The fairness definition from the High-Level Experts Group is helpful. It suggests that proportionality includes both means and ends and the balancing of interests for numerous parties in society. Society is plural because it means an aggregate of individuals living together. Therefore, according to the Principle of Fairness, proportionality means the fundamental rights (plural) for the many individuals (plural) that comprise a society (plural).

The COVID-19 discussion earlier demonstrates this definition. Thousands of victims put tens of thousands of other individuals at risk of an extremely contagious disease. The risk from this disease goes beyond health to issues of economic survival and national security. Data that pertains to mankind determines what is fair. Data protection authorities, reaching for bilateral balance, have required data holders to think in terms of proportionality.  But as described in criminal and administrative law, including evaluating the individual rights versus government rights, proportionality is bilateral in nature. Yet, the COVID-19 analysis is not bilateral. The interests of multiple stakeholders are at issue. Proportionality as it relates to COVID-19 is multilateral. Often multilateral, rather than bilateral, proportionality should be applied in the private sector context.    
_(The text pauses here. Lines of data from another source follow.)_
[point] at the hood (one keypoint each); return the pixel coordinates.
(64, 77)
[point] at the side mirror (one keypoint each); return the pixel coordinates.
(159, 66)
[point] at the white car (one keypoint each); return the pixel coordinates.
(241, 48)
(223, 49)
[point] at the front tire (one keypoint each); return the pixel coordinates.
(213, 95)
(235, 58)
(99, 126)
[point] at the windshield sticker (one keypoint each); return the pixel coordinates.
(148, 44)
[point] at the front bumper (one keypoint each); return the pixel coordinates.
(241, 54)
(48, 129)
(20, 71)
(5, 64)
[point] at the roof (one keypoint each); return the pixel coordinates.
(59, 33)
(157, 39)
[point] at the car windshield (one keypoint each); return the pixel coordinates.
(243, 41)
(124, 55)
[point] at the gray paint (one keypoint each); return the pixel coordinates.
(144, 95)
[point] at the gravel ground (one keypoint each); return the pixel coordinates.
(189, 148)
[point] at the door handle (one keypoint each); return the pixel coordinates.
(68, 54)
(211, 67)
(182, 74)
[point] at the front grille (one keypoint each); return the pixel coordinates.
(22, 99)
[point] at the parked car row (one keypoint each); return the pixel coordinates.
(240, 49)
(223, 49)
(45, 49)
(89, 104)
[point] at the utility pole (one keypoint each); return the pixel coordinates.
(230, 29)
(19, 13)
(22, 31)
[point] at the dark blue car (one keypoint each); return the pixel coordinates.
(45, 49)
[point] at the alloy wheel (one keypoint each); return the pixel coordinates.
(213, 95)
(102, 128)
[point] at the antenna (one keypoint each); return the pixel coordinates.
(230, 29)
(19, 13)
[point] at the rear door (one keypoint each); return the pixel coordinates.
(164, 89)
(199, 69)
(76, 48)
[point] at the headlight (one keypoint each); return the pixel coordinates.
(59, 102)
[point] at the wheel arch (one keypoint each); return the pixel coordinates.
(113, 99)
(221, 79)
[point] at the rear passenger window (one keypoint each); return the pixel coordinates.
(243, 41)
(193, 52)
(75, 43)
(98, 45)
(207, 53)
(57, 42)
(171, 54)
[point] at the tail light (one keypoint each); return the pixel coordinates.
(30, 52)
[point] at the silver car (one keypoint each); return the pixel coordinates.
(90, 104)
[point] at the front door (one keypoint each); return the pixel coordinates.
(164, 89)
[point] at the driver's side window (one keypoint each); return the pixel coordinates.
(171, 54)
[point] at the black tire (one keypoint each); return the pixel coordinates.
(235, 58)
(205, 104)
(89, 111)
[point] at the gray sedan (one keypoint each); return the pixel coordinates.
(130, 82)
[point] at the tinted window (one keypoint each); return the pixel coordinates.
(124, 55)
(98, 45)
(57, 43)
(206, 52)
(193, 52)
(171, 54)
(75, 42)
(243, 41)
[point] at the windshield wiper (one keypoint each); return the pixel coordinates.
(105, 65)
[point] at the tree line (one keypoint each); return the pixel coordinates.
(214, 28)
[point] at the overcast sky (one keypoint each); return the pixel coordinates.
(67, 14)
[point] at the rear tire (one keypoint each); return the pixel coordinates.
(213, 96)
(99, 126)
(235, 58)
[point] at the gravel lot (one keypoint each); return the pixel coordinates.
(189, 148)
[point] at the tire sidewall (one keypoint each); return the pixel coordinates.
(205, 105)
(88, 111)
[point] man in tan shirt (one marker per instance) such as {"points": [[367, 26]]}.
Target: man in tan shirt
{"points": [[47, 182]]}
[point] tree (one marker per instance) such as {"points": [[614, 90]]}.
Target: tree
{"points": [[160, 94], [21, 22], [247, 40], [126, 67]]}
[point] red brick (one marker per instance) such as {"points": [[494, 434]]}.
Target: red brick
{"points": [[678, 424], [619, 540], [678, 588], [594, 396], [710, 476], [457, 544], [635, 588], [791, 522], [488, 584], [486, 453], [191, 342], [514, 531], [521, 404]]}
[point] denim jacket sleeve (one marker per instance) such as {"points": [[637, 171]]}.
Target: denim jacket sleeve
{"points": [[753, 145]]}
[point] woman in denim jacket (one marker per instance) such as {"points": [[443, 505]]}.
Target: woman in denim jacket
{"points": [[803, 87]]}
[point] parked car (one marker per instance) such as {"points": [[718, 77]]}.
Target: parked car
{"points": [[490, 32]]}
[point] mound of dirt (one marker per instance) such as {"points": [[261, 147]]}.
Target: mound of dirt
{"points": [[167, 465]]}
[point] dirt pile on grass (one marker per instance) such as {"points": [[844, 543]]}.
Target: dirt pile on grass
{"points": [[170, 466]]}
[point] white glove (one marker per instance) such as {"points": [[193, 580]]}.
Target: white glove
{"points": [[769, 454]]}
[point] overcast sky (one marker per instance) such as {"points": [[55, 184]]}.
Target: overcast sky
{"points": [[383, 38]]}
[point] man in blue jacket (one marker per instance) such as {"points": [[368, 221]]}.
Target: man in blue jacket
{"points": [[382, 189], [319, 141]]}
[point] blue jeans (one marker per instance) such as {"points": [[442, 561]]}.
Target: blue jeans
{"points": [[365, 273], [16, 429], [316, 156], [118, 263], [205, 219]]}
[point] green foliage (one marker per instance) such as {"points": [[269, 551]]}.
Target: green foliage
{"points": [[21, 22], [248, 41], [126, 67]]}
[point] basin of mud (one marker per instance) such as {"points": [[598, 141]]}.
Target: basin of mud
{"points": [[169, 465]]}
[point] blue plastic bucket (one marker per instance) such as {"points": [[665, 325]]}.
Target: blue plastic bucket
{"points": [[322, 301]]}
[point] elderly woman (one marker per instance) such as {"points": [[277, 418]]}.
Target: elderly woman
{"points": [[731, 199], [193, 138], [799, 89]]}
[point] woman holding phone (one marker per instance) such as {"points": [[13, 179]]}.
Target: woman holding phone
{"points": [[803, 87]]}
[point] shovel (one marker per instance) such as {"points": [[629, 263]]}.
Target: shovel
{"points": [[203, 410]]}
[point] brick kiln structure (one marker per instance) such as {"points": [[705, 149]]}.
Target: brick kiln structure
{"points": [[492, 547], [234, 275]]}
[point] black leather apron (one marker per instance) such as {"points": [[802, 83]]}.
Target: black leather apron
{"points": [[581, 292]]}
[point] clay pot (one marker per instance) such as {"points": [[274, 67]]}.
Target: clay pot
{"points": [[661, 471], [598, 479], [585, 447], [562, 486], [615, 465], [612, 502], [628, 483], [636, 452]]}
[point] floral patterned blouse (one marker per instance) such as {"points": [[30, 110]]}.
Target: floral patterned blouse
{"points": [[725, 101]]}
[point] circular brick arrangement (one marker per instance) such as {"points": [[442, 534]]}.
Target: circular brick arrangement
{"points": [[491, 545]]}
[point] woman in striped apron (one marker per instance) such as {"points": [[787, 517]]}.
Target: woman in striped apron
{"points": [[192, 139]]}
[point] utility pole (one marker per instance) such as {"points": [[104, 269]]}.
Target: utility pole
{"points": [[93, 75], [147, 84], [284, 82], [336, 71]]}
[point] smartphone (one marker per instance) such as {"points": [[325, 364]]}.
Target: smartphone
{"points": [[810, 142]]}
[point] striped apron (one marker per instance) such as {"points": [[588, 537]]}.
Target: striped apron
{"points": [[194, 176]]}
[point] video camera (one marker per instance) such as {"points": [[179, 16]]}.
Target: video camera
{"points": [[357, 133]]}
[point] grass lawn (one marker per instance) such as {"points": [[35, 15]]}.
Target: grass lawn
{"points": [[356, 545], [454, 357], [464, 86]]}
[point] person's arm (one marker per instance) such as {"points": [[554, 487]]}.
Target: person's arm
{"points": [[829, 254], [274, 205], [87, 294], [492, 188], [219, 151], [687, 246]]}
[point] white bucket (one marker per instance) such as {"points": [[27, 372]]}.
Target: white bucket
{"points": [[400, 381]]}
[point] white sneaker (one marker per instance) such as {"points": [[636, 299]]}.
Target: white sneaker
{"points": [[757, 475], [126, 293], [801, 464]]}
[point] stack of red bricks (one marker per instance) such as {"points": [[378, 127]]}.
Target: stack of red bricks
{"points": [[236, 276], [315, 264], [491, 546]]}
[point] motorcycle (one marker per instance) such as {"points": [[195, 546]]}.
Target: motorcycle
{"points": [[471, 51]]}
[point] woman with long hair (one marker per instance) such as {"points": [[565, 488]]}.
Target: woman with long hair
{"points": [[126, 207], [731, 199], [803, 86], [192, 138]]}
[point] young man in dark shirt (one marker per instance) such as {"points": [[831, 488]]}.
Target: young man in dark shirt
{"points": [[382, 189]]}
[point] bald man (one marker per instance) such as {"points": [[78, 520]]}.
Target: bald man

This blog suggests an additional definition for proportionality is necessary.   A definition is needed that goes beyond a bilateral fulcrum balancing two factors to a multilateral gyroscope balancing many factors. A gyroscope balances left and right, up and down, and side to the side. This conclusion allows movement beyond the current limits of the proportionality principle in order to consider the numerous interests (plural) of the numerous parties (plural) that make up society (plural). 

So, the guiding principle in a data driven world of exploding insights, both good and bad, should be that a definition for proportionality that requires assessments that are multi-factor and multi-stakeholder and that demonstrate how a fairness determination was arrived at is necessary.  Such a guiding principle also might, as the High-Level Experts Group noted, suggest part of the solution is “the entity accountable for the decision must be identifiable, and the decision-making processes should be explicable.” This guidance gets organizations closer to demonstrable fairness.

Future IAF blogs and work will explore how multilateral proportionality informs demonstratable accountability and IAF model legislation.


[1] Kolfschooten and Ruijter’s law review article “Covid-19 and Privacy in the European Union” discusses  proportionality as it relates to government power.